Mahama wished to reopen his case to subpoena the chairperson of the Electoral Commission (EC), Jean Mensa, into the witness box for cross-examination.
But, the court dismissed that application.
The lawyers for the former president led by Tsatsu Tsikata disagreed with the court’s ruling and applied for a review.
After hours of arguments from counsel for both parties in the case and deliberations from the nine-member panel, the Chief Justice, Justice Anin Yeboah, delivered the court’s ruling on Monday, February 22, 2021.
According to rule 54, which provides the grounds for review; the Court may review any decision made or given by it on the following grounds
(a) Exceptional circumstances which have resulted in miscarriage of justice;
(b) Discovery of new and important matter or evidence which, after the exercise of due diligence, was not within the applicant's knowledge or could not be produced by him.

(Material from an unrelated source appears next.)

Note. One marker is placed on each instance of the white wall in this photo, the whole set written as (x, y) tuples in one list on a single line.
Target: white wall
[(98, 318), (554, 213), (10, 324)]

According to the Chief Justice, a case can be allowed to reopen only when the above mentioned criteria was satisfied.
He said there is no provision in the constitution or statute that shows that the EC boss can be subjected to different rules contrary to established rules of procedure and settled practice.
The Chief Justice said Jean Mensa is not a party to the suit and therefore, whether or not to testify was not her decision but that of the Electoral Commission.
Election petition: Mahama requests a delay in today’s proceedings for Tsatsu Tsikata to adequately prepare
He said the court found no merit in the argument made by the counsel for the petitioner that the court did not rule in accordance with the laws of the land but rather the black dictionary which is a subsidiary.
“The review jurisdiction is a special jurisdiction to be exercised in exceptional circumstances. It is not an appellate jurisdiction. It is a kind of jurisdiction held in reserve…when a fundamental and basic error may have inadvertently been committed by the court…which error must have occasioned a gross miscarriage of justice.
The review jurisdiction was intended as a try on by a party after losing an appeal…nor is it an automatic misstep from appeal neither is it meant to be resorted to as an emotional reaction to an unfortunate or unfavourable judgement,” he stated.